La manifestation du 17 juillet avait pourtant été interdite par les autorités helvétiques. Mais malgré cette interdiction, plus d’une centaine de Camerounais ont protesté sous bonne garde contre la présence de leur président à Genève. Un rassemblement qui a fini par tourner à l’émeute, rappelant les affrontements de juin 2019, entre les mêmes militants de la BAS et la garde rapprochée du président camerounais. Au cours de ces affrontements, un journaliste de la RTS avait été blessé.

En Afrique et même dans le reste du monde, le Cameroun n’est le premier pays à «recevoir» les bons offices de la confédération helvétique. Le 6 aout 2019, le Mozambique a signé un accord de paix avec le chef du front de libération mozambicain (Frelimo) sous le regard de l’ambassadeur de Suisse dans ce pays de l’Afrique de l’Est.

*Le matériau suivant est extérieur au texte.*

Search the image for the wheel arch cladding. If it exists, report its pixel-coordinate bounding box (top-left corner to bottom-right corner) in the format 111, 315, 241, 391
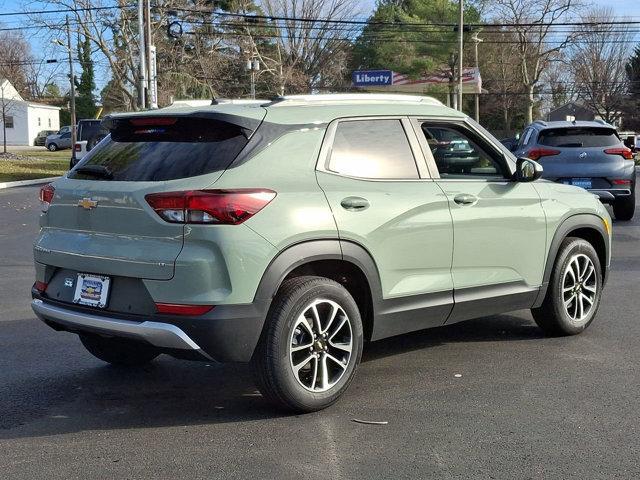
534, 214, 610, 308
256, 240, 381, 339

La Suisse a également contribué aux négociations entre le gouvernement français et les nationalistes algériens, ce qui a mis un terme à la guerre d’indépendance grâce à la signature des accords d’Evian en 1962.

Manifestation le 17 juillet à Genève. © DR

Ces dernières années, l’on a également noté la présence de la Suisse en Erythrée, au Burundi et au Soudan.

Grâce aux Convention de Genève signées à partir de 1864 qui visent à promouvoir la paix dans le monde, la Suisse est régulièrement sollicitée pour assurer la médiation sur des terrains en conflit.